Sejak Februari, pemerintah telah memberlakukan pengawasan ketat atas jumlah kobalt yang diizinkan keluar dari Kongo, yang memproduksi sekitar tiga perempat kobalt dunia yang digunakan dalam baterai kendaraan listrik serta industri dirgantara dan pertahanan.

ARECOMS sempat memblokir ekspor sepenuhnya selama hampir delapan bulan sebelum memperkenalkan sistem kuota, yang penerapannya memakan waktu lebih lama dari perkiraan.

Regulator mengatakan pada September bahwa para penambang hanya akan diizinkan mengirimkan sedikit di atas 18.000 ton kobalt selama sisa tahun lalu, serta hingga 96.600 ton per tahun pada 2026 dan 2027.
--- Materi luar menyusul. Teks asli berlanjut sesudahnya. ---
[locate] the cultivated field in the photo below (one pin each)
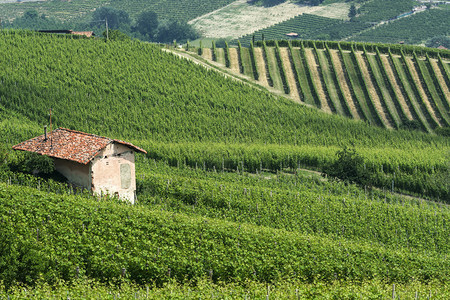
(240, 18)
(382, 89)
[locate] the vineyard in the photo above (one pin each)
(433, 22)
(389, 90)
(308, 26)
(231, 202)
(80, 10)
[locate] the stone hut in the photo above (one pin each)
(99, 164)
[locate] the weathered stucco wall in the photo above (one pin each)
(76, 173)
(113, 172)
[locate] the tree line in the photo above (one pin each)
(147, 26)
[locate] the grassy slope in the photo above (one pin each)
(380, 109)
(135, 91)
(115, 89)
(80, 10)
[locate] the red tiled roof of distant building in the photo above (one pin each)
(70, 145)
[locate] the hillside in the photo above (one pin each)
(386, 88)
(371, 21)
(81, 10)
(224, 206)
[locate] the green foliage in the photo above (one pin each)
(114, 17)
(116, 35)
(352, 12)
(175, 30)
(85, 288)
(147, 23)
(266, 3)
(439, 41)
(378, 10)
(32, 20)
(428, 24)
(443, 131)
(107, 240)
(349, 167)
(86, 85)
Volume yang diizinkan untuk tahun ini dan tahun depan kurang dari setengah produksi nasional pada 2024.

Perusahaan sebelumnya memperkirakan dapat mulai mengirimkan stok mereka pada pertengahan Oktober.

CMOC Group Ltd. dari China, produsen kobalt terbesar dunia dari dua tambang di Kongo, merupakan pihak yang paling terdampak oleh intervensi pemerintah tersebut, yang diberlakukan untuk mengekang kelebihan pasokan dan menopang harga.

Sejak Kongo pertama kali menangguhkan ekspor — ketika harga berada pada level terendah secara historis — harga acuan kobalt telah meningkat lebih dari dua kali lipat. Kobalt hidroksida, produk utama yang diekspor dari Kongo, bahkan telah naik empat kali lipat.